LONDON – Ford Motor Co. has taken the first step in the restructuring of its loss-making European company, which is expected to involve axle models, job losses and possible plant closures.
Ford has appointed executives in Germany and the United Kingdom to implement its plan, named "Sprint to 6 Reset and Redesign," the automaker said in a press release on Friday.
The name refers to Ford's aim to achieve an EBIT profit margin of 6 percent (profit before interest and taxes). The company did not give a timetable for the target.
Ford said that the former head of quality, Gunnar Herrmann, will lead the restructuring in Germany, while Graham Hoare will perform the same job in the UK. Hoare was previously responsible for the test and development activities of Ford worldwide.
Most of the announcements around the restructuring are expected between now and the beginning of 2020, a Ford spokesperson said.
Ford has said that the European plan will focus on its profitable crossovers, SUVs and commercial vehicles and on reducing non-profitable model lines. The company will also depend more on partnerships to keep costs low.
Ford and Volkswagen Group have said they are discussing an alliance for commercial vehicles. This can be expanded with possible cooperation in the field of autonomous driving and arrangements to make vehicles for each other, Bloomberg reported in October.
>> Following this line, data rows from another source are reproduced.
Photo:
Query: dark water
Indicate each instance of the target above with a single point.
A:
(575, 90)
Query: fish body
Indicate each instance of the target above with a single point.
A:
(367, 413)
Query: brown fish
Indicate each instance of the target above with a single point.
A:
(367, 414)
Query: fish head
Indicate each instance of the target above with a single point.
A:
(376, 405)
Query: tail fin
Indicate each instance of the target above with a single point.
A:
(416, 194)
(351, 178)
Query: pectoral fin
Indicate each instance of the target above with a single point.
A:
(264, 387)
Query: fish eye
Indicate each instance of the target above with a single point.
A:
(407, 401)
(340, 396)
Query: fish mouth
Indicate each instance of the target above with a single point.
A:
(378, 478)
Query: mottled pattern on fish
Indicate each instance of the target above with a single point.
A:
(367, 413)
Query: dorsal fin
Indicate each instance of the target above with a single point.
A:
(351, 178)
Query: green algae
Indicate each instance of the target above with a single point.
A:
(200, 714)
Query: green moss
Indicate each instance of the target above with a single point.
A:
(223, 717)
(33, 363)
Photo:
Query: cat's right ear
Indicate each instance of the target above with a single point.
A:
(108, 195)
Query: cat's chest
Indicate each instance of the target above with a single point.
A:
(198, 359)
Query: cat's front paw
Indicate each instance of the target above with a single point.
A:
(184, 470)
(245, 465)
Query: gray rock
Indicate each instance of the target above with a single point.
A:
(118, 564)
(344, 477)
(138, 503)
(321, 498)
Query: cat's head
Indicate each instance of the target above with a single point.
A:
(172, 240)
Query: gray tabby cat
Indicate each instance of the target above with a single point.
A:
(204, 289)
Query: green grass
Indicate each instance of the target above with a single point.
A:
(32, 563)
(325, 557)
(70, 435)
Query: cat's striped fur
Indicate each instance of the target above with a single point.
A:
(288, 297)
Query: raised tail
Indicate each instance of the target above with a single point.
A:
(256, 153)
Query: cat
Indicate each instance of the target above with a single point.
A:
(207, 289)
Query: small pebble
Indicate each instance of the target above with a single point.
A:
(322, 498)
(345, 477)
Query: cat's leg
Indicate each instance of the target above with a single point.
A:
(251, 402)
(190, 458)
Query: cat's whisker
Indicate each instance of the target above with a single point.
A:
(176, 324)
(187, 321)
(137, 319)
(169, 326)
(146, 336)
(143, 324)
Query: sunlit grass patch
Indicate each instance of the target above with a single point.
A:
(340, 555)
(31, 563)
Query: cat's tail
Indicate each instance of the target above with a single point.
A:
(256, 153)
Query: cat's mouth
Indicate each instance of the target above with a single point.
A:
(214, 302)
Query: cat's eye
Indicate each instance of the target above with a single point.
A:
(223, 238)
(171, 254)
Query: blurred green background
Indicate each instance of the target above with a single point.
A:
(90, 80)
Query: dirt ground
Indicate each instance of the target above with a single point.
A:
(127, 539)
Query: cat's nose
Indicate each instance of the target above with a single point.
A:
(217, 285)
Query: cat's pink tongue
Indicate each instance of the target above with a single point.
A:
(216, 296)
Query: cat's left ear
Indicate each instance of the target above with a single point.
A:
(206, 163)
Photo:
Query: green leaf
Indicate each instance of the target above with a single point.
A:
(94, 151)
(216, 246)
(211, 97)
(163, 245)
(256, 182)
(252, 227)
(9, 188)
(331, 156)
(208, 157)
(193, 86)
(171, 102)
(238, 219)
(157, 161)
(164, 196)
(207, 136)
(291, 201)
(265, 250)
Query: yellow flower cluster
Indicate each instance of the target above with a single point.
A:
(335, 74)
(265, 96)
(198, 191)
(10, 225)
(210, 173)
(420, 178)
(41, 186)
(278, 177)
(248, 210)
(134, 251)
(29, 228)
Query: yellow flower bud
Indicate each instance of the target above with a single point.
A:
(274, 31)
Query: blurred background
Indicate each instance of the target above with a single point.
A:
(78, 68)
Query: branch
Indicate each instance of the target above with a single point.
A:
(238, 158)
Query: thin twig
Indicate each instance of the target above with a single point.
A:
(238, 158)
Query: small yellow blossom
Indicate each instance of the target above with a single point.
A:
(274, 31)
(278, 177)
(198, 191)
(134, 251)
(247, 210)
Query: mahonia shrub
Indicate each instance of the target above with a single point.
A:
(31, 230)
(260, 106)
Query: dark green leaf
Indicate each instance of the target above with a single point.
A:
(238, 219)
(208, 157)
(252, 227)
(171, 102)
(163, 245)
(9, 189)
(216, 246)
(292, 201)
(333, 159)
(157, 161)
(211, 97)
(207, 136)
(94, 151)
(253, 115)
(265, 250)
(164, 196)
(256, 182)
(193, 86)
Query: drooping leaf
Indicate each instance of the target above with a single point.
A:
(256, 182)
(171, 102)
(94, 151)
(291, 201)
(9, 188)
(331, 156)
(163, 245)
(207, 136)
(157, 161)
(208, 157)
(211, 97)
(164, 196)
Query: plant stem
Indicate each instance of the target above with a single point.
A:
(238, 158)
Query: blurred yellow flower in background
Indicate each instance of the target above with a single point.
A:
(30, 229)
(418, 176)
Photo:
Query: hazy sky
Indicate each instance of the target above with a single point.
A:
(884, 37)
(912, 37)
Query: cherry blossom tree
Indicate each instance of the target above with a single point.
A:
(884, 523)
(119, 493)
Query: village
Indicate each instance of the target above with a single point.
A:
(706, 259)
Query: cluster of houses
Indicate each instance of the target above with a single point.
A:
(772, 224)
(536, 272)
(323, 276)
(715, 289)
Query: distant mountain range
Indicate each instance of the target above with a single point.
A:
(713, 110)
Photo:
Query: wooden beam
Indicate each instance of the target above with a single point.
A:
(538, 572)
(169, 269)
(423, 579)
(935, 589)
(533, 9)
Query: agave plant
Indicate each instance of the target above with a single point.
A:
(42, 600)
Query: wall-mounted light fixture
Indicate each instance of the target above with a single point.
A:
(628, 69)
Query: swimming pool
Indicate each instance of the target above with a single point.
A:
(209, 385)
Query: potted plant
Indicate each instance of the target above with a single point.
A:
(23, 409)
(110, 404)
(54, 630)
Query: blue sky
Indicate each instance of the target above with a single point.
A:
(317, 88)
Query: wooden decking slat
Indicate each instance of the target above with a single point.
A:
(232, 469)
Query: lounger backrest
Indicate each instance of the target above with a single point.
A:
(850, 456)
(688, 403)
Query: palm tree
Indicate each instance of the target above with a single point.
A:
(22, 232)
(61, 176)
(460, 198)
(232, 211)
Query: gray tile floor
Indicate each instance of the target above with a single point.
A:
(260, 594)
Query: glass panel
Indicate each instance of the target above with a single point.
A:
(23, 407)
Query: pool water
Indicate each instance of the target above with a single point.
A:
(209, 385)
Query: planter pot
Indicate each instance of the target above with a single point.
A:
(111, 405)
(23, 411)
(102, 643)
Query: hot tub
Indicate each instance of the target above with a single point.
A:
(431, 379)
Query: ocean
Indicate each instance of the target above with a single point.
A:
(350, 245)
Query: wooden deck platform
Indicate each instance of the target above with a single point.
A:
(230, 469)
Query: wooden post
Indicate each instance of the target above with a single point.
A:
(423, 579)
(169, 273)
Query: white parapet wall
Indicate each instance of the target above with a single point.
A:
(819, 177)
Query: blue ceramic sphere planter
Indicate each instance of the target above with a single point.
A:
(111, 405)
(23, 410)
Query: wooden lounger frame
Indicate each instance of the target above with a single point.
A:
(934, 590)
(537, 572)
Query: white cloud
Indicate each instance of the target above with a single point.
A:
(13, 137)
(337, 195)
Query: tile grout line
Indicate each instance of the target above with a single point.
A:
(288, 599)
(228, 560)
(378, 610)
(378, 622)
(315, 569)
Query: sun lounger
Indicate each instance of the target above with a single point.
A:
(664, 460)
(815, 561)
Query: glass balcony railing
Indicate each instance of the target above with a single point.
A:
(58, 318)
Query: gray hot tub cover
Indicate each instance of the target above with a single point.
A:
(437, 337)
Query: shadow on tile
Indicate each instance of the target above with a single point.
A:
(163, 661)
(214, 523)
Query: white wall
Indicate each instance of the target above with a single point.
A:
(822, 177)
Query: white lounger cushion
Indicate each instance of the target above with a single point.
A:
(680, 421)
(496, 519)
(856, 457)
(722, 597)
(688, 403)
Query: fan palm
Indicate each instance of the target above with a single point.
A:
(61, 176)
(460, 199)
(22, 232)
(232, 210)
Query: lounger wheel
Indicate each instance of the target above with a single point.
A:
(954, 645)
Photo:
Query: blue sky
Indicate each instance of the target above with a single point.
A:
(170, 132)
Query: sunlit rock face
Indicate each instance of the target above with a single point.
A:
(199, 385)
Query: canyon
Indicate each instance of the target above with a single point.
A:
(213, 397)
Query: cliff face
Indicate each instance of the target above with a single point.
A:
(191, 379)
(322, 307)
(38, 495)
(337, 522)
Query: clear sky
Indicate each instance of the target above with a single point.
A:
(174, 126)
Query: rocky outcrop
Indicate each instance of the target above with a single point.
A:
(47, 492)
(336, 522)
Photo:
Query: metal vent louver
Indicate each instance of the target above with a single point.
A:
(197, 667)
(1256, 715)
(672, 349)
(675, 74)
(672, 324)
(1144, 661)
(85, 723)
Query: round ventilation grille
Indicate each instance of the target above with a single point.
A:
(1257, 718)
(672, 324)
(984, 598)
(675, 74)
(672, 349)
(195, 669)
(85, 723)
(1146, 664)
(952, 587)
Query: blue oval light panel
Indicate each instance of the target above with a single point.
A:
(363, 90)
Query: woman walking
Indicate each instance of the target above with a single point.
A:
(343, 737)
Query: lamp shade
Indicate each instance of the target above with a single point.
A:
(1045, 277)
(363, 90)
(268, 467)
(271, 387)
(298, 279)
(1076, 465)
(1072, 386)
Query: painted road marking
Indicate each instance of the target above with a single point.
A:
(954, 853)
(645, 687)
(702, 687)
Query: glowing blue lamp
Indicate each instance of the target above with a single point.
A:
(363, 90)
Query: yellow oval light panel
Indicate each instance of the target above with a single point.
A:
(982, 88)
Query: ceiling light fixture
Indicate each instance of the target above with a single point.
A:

Ford has not confirmed that.
Ford already has a long-standing partnership with PSA Group to share engines.
Ford lost $ 245 million in Europe in the third quarter, compared to a loss of $ 53 million in the same quarter last year. This was due to the weakness in Turkey and Russia and the launch related costs for the latest compact Focus car, the company said on October 23.
Morgan Stanley estimates that the bulk of Ford's $ 11 billion global restructuring plan will focus on Europe and the region will suffer the bulk of job losses expected by Ford's 25,000 jobs. It values Ford's European operations at "negatives $ 7 billion," said Morgan Stanley analyst Adam Jonas in a note.
Ford called the Morgan Stanley job cut estimates "pure speculation." However, the automaker has said that the restructuring would happen "largely outside of North America."
In July, Ford CFO Bob Shanks said that the majority of Ford's European vehicle range was not profitable. This consisted mainly of cars and vehicles with multiple activities [minivans] like C-Max, "he said Ford's Transit, Kuga cross-over and Ranger pickup and" selected imports "are selling profitably in Europe, Shanks said, without mentioning the imported vehicles, probably including the Edge midsize crossover and the Mustang sports car.
Jim Farley, Ford & # 39; s head of global markets, said that commercial vans earn 13 percent profit margins for the automaker in Europe. He acknowledged that Ford has slowly expanded into the crossover / SUV segment in Europe.
Ford has said it expects an annual loss in Europe in 2018 after gaining $ 234 million in the region last year, because it is in a headwind, such as the weak pound in the UK, the largest European market, high raw material costs and declining demand for once-core models.
Ford has around 54,000 employees in Europe and 24 production facilities, according to company data.